Since then, I’ve waded more deeply into social justice spaces, and I find myself surrounded more and more by people professing these same aspirations… It’s comforting not to have to constantly explain yourself and your work. It’s beautiful to learn from and be around folks who understand ideas like microaggressions, gaslighting, white fragility, and all the other odd terms that describe the myriad, important, and insidious ways oppression operates.
And being around other, eerily similar people with similar educations, all begging eerily similar questions, saves so much time and potential aggravation.

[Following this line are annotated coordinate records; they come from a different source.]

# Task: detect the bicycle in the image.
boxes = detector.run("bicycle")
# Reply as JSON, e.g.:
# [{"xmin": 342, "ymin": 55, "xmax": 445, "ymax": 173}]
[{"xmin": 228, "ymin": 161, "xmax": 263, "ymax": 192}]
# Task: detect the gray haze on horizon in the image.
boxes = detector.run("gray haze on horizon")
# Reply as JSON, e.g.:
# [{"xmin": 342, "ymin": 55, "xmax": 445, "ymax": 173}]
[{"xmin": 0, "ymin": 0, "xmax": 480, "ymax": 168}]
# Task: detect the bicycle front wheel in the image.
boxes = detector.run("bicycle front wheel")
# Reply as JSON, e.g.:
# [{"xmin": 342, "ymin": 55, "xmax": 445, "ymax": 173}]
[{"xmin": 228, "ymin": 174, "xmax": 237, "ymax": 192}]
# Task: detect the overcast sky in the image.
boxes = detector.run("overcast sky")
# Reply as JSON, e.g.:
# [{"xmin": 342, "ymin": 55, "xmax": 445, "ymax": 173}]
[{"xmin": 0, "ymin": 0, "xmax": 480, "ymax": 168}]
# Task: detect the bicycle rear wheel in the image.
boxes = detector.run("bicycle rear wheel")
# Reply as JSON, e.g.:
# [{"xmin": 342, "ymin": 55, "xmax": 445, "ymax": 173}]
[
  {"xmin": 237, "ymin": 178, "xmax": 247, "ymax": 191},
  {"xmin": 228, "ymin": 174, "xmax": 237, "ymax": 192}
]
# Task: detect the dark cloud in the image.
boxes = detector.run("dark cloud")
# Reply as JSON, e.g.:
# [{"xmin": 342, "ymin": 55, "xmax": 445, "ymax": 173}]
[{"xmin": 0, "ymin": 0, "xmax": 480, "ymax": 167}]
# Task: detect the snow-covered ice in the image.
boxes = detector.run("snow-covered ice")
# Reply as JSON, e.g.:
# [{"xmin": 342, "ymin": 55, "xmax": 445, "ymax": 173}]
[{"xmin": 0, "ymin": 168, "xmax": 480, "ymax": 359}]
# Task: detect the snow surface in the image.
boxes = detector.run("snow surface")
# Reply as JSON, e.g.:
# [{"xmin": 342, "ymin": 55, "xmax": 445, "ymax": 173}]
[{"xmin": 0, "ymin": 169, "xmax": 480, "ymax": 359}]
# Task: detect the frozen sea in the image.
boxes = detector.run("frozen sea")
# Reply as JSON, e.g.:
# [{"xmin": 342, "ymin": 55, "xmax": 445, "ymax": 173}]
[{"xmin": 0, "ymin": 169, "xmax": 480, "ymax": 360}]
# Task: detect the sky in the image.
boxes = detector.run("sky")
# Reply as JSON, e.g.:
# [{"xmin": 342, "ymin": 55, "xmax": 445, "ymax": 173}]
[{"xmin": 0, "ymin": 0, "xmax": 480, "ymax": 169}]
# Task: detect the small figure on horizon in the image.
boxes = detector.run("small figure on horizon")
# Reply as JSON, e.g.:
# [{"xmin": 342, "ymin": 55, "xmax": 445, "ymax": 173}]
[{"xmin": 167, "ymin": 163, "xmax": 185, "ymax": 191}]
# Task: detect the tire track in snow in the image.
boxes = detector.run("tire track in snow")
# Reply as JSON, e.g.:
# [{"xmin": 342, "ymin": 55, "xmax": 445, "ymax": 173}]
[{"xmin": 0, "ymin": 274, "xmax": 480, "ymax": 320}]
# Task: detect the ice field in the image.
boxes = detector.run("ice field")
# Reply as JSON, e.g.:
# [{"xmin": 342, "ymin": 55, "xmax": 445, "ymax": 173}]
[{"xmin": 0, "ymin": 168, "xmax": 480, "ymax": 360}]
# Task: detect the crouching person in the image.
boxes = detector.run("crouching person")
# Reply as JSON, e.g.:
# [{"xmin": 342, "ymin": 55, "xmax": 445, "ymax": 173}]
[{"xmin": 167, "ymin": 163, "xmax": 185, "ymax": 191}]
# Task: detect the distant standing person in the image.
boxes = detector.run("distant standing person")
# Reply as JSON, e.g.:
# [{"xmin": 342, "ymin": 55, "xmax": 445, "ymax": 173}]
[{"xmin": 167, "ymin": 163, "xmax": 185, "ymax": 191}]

Instead, the group can bask in its mutual gloriousness as it hovers high above the herd and any unsophisticated objections.
But wait, even paradise has its vipers:
Being in these spaces for a while now, I’ve noticed that I’ve been increasingly receiving feedback that my writing is inaccessible. I dismissed a lot of this critique on the basis that I am, at my core, a big idea and theory girl. My way of communicating isn’t supposed to be meant for everyone.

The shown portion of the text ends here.